Delaware has already joined several surrounding states' cap-and-trade program that limits greenhouse-gas emissions by industry and requires any company that exceeds its allotment to pay a penalty. Castle voted in favor of a proposal that would extend that regional program to the nation.

O'Donnell said the program will drive up electric bills. Castle said the nation needs some program to reduce greenhouse gases, but current cap-and-trade bills in Congress, even the one he voted for, are not acceptable.

So, O'Donnell (in rhetoric, anyway) is more staunchly anti-earmark, anti-TARP, anti-Obamacare, and anti-cap-and-trade, all of which she stresses more than her Norman Maileresque views on self-abuse. At every campaign stop she emphasizes being "anti-establishment," reverent of the Founders, and in tune with Tea Party nation.

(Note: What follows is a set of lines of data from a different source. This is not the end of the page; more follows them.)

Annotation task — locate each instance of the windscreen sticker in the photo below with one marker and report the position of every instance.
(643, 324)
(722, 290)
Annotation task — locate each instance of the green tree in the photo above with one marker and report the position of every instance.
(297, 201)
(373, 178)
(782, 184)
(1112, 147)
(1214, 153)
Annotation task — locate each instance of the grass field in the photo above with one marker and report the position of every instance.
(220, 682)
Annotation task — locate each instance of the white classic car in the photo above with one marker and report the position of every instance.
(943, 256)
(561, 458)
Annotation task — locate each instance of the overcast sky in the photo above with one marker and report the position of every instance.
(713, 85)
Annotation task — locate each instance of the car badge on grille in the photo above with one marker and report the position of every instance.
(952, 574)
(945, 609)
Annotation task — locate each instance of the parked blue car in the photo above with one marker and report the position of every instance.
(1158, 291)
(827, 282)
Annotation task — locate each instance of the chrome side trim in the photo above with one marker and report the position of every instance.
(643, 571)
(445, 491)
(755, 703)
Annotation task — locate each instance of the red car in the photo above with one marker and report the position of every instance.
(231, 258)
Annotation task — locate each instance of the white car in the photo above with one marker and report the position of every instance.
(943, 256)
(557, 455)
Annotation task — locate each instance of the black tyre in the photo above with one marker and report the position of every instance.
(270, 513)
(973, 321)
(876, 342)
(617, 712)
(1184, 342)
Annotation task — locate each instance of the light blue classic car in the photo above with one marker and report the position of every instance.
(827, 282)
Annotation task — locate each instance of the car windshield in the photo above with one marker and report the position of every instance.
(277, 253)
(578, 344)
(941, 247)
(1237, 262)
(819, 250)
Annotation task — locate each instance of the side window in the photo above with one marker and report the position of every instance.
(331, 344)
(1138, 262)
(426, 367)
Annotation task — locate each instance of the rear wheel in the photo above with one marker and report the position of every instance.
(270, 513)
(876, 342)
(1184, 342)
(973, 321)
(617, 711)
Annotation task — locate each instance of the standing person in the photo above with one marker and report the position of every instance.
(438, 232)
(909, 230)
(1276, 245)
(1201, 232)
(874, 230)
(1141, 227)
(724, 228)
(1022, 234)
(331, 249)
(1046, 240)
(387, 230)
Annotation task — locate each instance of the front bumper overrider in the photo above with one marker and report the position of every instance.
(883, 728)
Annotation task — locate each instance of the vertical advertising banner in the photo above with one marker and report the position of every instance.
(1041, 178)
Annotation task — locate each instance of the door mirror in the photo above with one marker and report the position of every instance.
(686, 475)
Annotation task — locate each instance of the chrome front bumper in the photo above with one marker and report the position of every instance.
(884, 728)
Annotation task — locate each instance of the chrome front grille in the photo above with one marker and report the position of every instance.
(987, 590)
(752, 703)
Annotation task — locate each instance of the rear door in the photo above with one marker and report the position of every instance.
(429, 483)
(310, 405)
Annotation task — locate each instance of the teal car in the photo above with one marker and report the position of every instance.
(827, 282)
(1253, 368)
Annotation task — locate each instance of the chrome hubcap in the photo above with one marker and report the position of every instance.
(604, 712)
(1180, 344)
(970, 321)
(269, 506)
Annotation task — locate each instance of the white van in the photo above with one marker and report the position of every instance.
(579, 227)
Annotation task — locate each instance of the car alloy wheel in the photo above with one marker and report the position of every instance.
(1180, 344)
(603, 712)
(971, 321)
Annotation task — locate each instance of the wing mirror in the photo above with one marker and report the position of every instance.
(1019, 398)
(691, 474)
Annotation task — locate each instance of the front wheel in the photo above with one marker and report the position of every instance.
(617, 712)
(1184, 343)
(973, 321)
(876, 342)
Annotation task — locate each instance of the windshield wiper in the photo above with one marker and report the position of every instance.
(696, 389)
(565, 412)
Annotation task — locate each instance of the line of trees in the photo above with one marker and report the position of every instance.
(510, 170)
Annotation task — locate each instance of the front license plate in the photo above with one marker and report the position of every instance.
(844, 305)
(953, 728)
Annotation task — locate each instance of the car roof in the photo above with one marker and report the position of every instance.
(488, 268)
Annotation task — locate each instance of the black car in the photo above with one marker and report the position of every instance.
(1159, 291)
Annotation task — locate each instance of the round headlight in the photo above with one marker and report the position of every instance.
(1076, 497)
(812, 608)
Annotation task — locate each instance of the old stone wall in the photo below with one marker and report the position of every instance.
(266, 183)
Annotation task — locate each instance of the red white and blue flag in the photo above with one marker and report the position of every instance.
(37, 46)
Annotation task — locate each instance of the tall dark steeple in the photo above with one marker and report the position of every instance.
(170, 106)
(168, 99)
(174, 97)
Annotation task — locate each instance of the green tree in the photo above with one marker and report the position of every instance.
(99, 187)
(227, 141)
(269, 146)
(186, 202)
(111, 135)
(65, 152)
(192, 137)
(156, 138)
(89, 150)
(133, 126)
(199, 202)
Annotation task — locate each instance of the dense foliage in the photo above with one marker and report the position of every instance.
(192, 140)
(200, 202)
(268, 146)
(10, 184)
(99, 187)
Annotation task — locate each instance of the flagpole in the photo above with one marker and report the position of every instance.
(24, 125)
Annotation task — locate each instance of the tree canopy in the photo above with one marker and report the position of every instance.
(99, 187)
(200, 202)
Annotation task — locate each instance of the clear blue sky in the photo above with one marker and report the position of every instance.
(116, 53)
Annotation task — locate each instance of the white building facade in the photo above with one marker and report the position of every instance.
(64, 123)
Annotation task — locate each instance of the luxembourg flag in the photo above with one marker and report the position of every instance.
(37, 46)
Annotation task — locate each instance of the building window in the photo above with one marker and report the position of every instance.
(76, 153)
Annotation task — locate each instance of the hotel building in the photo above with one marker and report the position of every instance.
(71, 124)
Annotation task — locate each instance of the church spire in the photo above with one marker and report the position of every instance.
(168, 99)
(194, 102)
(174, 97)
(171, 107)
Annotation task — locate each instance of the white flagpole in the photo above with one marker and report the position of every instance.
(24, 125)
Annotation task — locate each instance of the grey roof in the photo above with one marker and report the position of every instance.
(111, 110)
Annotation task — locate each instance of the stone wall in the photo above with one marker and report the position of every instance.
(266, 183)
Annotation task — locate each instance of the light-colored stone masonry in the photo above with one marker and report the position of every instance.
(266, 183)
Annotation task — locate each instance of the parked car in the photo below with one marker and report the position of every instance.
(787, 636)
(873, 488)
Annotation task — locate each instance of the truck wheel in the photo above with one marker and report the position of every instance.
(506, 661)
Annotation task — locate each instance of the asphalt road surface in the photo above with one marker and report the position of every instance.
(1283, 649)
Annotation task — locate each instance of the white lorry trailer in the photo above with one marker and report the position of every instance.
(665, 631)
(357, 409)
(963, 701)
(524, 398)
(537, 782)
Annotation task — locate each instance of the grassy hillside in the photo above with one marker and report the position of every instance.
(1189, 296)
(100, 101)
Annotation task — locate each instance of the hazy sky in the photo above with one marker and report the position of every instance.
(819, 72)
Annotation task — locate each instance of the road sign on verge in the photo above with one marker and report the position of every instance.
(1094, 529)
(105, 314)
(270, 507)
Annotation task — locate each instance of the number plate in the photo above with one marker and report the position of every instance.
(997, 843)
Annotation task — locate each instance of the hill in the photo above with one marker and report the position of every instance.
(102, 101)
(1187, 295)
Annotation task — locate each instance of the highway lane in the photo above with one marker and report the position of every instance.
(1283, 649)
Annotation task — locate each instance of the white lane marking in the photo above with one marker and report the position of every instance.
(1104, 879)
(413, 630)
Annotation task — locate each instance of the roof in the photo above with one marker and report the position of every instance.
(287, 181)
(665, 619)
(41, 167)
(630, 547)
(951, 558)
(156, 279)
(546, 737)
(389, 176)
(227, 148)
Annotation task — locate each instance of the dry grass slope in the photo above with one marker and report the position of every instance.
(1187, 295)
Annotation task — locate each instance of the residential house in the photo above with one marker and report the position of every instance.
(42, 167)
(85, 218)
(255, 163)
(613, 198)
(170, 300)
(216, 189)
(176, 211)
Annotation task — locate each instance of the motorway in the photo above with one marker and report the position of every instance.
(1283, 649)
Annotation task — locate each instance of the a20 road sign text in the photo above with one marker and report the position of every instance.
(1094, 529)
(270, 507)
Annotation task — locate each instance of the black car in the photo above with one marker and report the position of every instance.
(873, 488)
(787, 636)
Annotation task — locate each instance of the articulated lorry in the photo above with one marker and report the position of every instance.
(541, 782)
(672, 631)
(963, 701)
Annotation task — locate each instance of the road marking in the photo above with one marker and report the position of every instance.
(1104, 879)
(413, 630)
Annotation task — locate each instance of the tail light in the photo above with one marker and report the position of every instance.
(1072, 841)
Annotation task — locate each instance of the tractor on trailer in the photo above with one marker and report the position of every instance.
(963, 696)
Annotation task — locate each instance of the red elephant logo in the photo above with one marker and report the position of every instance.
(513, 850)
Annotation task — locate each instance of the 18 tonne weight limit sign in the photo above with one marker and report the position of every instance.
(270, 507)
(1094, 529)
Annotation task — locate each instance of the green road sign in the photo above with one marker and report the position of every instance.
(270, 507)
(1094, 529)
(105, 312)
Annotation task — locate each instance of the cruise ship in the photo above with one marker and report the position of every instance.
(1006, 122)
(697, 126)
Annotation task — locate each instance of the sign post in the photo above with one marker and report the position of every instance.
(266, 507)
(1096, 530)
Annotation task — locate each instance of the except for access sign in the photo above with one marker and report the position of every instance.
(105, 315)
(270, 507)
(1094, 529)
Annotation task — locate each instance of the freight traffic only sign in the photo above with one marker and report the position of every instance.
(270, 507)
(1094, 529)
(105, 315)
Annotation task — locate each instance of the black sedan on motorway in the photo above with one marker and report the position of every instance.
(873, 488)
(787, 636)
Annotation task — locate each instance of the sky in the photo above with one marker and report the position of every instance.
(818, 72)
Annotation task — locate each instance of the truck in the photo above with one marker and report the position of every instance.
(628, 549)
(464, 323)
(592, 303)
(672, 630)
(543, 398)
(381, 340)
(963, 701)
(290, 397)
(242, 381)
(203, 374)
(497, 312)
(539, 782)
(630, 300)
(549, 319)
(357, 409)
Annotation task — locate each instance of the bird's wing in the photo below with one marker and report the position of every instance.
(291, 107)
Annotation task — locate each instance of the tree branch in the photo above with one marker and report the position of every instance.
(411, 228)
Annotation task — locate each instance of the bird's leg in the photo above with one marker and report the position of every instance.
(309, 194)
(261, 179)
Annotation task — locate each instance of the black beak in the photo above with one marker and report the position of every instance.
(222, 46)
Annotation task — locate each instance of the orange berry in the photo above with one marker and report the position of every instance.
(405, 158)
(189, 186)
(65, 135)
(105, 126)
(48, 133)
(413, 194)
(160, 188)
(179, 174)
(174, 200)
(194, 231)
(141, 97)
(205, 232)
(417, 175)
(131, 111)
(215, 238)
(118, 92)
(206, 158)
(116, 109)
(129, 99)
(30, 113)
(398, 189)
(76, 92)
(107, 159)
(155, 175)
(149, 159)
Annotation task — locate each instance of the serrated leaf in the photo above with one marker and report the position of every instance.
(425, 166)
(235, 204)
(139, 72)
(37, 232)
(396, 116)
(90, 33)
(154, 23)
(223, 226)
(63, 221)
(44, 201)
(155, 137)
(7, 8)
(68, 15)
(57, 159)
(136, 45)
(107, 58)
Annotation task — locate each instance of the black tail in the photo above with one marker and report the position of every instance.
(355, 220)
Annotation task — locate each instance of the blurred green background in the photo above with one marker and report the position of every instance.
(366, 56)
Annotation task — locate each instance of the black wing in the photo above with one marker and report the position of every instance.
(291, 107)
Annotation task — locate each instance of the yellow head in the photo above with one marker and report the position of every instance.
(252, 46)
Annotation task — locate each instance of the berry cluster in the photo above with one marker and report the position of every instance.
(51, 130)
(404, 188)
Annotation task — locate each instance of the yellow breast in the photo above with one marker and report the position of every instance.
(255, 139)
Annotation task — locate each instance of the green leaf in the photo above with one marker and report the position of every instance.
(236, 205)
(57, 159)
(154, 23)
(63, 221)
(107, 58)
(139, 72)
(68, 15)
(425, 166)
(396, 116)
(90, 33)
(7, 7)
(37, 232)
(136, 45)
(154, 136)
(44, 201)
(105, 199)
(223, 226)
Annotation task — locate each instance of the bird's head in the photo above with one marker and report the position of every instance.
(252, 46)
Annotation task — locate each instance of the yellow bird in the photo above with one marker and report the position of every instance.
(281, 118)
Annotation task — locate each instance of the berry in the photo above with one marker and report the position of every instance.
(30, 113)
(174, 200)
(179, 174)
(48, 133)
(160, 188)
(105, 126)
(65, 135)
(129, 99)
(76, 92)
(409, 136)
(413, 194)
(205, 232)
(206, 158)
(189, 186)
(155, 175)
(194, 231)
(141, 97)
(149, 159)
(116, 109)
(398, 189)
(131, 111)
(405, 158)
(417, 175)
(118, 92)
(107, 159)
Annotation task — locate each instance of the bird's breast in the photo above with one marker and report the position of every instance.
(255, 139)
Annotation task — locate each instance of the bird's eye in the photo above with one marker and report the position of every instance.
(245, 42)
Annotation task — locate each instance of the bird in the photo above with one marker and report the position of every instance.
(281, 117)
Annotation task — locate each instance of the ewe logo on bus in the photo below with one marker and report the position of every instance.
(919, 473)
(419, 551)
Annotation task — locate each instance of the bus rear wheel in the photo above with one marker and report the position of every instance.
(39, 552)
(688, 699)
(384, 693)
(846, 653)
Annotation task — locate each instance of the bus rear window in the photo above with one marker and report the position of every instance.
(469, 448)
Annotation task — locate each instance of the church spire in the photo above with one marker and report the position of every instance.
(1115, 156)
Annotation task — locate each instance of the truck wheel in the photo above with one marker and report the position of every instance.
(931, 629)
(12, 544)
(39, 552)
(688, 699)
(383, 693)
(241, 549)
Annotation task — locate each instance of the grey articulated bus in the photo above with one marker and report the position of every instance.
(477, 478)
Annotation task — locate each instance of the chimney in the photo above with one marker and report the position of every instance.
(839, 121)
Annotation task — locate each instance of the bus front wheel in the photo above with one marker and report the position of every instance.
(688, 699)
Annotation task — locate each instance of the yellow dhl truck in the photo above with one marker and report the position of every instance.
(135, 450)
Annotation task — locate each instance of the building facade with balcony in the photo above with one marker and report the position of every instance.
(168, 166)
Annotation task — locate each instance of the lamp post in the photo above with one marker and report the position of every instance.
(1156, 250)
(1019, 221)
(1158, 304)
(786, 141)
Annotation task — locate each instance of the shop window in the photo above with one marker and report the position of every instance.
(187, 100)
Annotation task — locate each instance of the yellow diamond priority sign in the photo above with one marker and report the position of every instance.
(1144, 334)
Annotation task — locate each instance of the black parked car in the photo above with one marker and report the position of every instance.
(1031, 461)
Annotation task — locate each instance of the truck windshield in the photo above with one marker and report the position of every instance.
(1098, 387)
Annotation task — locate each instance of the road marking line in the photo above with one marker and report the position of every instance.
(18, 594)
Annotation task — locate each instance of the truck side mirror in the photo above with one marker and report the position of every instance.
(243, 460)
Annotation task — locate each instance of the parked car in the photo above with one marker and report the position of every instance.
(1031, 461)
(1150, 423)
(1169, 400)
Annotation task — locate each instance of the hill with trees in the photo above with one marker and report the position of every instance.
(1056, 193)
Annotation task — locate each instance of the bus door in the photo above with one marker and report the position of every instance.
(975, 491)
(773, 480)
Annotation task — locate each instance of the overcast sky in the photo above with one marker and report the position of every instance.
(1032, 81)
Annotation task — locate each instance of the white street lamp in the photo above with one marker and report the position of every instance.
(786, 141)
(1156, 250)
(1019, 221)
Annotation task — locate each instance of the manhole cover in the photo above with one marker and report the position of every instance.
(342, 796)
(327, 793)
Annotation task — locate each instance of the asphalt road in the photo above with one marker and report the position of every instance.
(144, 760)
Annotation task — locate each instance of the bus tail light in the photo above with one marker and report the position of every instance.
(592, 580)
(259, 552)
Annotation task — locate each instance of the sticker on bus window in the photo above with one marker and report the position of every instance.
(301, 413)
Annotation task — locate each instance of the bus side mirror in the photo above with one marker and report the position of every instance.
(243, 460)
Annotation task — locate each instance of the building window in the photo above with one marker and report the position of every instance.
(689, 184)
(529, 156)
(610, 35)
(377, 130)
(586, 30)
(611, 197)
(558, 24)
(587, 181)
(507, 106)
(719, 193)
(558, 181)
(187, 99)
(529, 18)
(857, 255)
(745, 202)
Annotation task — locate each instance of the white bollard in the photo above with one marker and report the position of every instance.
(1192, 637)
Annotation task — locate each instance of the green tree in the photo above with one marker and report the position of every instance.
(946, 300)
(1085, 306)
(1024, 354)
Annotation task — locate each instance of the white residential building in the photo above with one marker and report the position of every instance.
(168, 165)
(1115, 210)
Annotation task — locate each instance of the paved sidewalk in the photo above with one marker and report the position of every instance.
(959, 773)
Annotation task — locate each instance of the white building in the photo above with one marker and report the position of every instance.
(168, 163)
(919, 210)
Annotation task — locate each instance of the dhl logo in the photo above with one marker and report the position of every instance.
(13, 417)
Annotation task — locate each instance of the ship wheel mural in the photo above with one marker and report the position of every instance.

One way of interpreting O'Donnell's upset victory is as a sign that insane anti-masturbators are emerging from America's fever swamps and marching toward Capitol Hill, ready to sic ex-gay-ministry counselors on Barney Frank in the unlikely event they can get past Democrats on Nov. 2. And maybe that's true. But I might propose an alternate way of looking at it: Anti-spending and anti-establishment sentiment is running so strong right now that even an obviously flawed, possibly nutsoid political neophyte looks better to a lot of people than just another TARP supporter. While I'm troubled by the former, the latter bothers me very little. But then again, I'm no Republican, and I'm certainly no David Frum.